Second of all, I am very sorry you are having conflicting feeling about your pregnancy. I wasn't married with either of my first two children. We were together as a couple but didn't get married until after I had our second child. We didn't have our own home either, we rented. We lived paycheck to paycheck. I would NEVER use this as a reason to not have a child. You have said you would be a great mom and that you and your partner love each other. THAT is what matters! Take a chance! A baby is a gift from God or whoever you believe in!! You can do it; people do it all the time, and with much less than you have! As for your mental state; your conflicting feeling show that you are thinking this through, both for yourself and your unborn child. That is a sign of mental stability if you ask me. ;)

Good luck to you and keep us posted! I wish you the best as always.

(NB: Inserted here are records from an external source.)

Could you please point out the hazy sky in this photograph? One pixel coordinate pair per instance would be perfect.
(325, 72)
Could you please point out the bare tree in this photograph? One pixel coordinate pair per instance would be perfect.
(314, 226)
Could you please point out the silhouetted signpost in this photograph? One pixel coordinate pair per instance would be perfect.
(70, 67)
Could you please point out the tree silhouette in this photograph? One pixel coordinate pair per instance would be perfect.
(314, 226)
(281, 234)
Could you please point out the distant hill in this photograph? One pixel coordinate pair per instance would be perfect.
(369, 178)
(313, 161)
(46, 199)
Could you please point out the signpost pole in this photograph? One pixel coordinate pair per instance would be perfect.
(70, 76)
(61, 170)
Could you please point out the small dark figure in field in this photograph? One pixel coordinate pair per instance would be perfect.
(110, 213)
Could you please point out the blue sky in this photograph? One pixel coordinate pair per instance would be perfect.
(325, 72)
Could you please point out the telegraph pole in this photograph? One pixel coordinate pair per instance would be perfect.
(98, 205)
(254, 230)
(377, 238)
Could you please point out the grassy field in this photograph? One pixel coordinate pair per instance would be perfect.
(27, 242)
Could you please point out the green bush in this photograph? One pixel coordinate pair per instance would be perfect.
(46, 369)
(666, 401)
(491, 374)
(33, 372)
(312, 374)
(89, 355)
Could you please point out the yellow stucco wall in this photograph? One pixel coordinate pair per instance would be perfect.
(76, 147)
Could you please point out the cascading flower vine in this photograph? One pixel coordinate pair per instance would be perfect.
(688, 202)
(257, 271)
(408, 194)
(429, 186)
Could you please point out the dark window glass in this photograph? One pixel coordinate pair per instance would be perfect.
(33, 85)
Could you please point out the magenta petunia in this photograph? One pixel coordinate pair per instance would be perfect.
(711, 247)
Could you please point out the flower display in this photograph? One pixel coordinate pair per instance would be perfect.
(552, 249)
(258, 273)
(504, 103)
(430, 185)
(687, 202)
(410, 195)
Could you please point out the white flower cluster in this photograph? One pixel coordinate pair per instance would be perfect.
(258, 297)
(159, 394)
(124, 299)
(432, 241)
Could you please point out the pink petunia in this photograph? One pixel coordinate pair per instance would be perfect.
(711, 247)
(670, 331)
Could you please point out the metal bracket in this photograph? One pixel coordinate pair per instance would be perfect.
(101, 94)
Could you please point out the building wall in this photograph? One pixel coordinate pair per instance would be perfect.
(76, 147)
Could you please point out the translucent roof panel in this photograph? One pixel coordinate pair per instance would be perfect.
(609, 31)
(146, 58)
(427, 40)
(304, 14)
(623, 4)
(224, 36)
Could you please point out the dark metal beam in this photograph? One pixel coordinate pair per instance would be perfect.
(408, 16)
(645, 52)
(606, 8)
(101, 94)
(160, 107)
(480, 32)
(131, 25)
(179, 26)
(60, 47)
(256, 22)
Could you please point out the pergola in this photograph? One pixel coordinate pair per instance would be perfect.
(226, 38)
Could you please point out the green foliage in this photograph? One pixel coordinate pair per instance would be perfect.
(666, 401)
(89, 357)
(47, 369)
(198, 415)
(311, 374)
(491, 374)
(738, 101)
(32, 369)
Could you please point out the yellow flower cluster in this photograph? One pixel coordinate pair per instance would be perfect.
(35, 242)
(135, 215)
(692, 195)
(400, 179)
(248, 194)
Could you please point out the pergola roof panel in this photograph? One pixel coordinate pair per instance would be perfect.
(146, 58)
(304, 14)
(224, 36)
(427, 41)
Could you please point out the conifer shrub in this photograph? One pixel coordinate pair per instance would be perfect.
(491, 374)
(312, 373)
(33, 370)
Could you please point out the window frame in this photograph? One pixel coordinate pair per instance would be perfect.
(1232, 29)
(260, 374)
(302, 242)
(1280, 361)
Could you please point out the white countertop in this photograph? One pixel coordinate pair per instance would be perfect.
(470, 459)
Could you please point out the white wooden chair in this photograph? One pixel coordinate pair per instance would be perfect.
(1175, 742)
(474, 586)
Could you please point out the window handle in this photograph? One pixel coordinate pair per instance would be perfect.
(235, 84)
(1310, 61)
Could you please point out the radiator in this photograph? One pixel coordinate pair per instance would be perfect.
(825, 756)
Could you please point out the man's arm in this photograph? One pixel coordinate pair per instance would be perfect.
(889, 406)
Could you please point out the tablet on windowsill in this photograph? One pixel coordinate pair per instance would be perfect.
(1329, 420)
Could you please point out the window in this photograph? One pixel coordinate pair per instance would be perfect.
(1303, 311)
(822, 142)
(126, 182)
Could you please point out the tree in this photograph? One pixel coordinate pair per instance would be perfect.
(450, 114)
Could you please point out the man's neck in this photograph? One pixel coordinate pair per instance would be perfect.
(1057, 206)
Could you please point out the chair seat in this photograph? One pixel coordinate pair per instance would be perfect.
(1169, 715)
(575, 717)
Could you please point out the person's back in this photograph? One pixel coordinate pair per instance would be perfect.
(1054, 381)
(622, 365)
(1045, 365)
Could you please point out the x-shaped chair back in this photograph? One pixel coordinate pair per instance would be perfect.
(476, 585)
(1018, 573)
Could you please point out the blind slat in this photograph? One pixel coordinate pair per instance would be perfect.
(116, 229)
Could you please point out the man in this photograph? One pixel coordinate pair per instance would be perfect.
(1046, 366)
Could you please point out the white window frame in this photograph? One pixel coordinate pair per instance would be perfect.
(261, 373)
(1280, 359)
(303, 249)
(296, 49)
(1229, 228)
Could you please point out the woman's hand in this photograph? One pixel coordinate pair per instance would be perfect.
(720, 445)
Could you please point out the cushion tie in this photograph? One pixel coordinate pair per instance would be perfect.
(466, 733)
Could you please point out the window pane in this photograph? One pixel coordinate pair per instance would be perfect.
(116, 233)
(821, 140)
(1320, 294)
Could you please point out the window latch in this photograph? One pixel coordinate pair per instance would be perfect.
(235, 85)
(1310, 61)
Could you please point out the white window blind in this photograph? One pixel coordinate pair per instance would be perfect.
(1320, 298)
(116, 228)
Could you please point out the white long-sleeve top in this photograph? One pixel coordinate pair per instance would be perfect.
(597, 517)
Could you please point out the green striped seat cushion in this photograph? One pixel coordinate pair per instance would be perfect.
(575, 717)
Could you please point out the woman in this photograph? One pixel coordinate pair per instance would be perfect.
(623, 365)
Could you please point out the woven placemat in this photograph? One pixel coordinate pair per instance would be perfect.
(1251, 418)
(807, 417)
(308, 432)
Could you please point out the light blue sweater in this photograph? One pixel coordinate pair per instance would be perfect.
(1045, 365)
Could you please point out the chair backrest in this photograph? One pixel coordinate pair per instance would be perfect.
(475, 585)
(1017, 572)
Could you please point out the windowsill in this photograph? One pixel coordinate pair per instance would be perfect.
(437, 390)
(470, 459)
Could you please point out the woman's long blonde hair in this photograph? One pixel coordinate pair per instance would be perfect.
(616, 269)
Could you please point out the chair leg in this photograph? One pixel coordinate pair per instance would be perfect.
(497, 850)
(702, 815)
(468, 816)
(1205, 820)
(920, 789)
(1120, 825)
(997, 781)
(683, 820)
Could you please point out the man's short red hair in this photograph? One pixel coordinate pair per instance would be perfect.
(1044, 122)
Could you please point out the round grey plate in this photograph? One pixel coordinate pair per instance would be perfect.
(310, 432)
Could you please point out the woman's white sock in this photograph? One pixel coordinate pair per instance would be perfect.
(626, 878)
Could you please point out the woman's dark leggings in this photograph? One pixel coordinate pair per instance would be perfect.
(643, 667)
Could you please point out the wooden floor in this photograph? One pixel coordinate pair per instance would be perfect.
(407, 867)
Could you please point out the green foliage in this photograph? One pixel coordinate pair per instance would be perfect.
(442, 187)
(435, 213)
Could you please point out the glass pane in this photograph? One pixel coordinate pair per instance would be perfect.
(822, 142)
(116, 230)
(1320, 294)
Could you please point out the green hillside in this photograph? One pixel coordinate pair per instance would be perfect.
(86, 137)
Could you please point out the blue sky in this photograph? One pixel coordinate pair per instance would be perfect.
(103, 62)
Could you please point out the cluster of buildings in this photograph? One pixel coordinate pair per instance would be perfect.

I'm a junie but want to agree with Dorian! I am so proud of you Obeasta for sharing your true feelings and reaching out for support. If that isn't mental stabiliry what is? Babies are a treasure. Having never been able to conceive and always wanting to be a mom more than anything, don't throw your gift away. There is always adoption to consider. My two siblings are adopted and I adore them. There are so many people who would love to have a child and can't so please consider that option too.

I again am very proud of you for reaching out to your friends.

Prayers being sent up for you that you get peace whatever you decide.